June 24, 2026
Benchmarks, but make it messy
Why eval startups fail (2025)
The market is tiny, the hype is huge, and the comments are already roasting it
TLDR: The article says startups that sell AI model scorecards usually fail because the experts leave, the customer base is tiny, and the tests become easy to game. Commenters turned that into a roast, ranging from "What’s an eval?" confusion to debates over whether tool companies should actually be the winners.
A spicy new essay arguing that "eval startups"—companies trying to sell scorecards for which artificial intelligence model is best—almost always crash has unleashed exactly the kind of internet reaction you’d expect: confusion, cynicism, and a few gloriously petty dunks. The author’s case is blunt: the smartest people who can build these testing systems usually leave for flashier, richer jobs; the customer pool is weirdly narrow; and the minute a benchmark matters, big model makers start optimizing for it until the score stops meaning much. In plain English: the business dies because the talent leaves, the buyers are scarce, and the tests get gamed.

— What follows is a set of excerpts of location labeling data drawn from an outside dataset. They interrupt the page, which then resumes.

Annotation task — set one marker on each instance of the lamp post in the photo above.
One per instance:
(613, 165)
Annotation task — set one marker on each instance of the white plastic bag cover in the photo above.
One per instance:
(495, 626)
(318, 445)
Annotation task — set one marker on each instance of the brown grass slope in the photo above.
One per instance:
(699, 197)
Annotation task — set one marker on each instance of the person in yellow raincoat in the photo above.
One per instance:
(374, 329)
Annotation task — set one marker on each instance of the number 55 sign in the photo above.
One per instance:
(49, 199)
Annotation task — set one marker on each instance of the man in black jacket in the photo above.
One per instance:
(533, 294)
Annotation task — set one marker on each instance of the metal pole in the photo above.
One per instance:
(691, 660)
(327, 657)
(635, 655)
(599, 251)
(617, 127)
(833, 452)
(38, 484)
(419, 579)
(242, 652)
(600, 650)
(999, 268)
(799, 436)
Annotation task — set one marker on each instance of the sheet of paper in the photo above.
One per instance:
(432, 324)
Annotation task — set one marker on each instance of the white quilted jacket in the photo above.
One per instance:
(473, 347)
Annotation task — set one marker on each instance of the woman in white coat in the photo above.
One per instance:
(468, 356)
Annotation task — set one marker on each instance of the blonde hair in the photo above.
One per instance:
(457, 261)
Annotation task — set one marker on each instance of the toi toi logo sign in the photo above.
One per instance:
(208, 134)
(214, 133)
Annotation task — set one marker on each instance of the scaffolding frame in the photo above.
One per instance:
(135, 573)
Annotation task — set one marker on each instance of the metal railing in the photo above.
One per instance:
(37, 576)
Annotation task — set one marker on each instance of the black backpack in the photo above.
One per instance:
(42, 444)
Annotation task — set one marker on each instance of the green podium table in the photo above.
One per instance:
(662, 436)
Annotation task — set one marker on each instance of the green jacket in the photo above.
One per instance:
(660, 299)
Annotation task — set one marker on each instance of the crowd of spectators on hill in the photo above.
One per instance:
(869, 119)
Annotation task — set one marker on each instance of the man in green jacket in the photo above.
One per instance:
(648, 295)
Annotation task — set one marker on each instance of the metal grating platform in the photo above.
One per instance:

But the real show is in the comments. One user, theteapot, delivered the accidental mic-drop of the thread: “What’s an eval?” That one line practically became the unofficial mascot of the article’s argument—if people have to ask what the product is, maybe that’s the problem. Others went full philosopher, with bitlad shrugging, “Everything eventually fails,” as if the startup graveyard needed its own fortune cookie. Then came the sharper business takes: GL26 argued these companies are selling information that goes stale too slowly to be truly valuable, unlike fast-moving financial data. Still, not everyone was ready to bury the category. jdw64 pushed back, pointing out that in software history, the real money often went to the toolmakers, not the app builders. And then there was the driest laugh in the room: wseqyrku simply replying “Aha” to the claim that there just aren’t enough customers. Brutal, minimalist, iconic.
Key Points
- •The article says independent AI eval startups have rarely succeeded, with safety evals described as the main exception.
- •It argues that people capable of building strong evals often move into post-training or application development because those areas offer higher payoffs and more influence.
- •The article states that creating good evals requires capabilities such as high-quality data collection through human feedback pipelines or synthetic data generation.
- •It cites an example of three researchers leaving Epoch AI evaluation roles to start a company focused on post-training tools for agents.
- •The article argues that the addressable customer base for eval startups is narrow because advanced developers can run their own evals, while less technical buyers usually want complete solutions instead of benchmark analysis.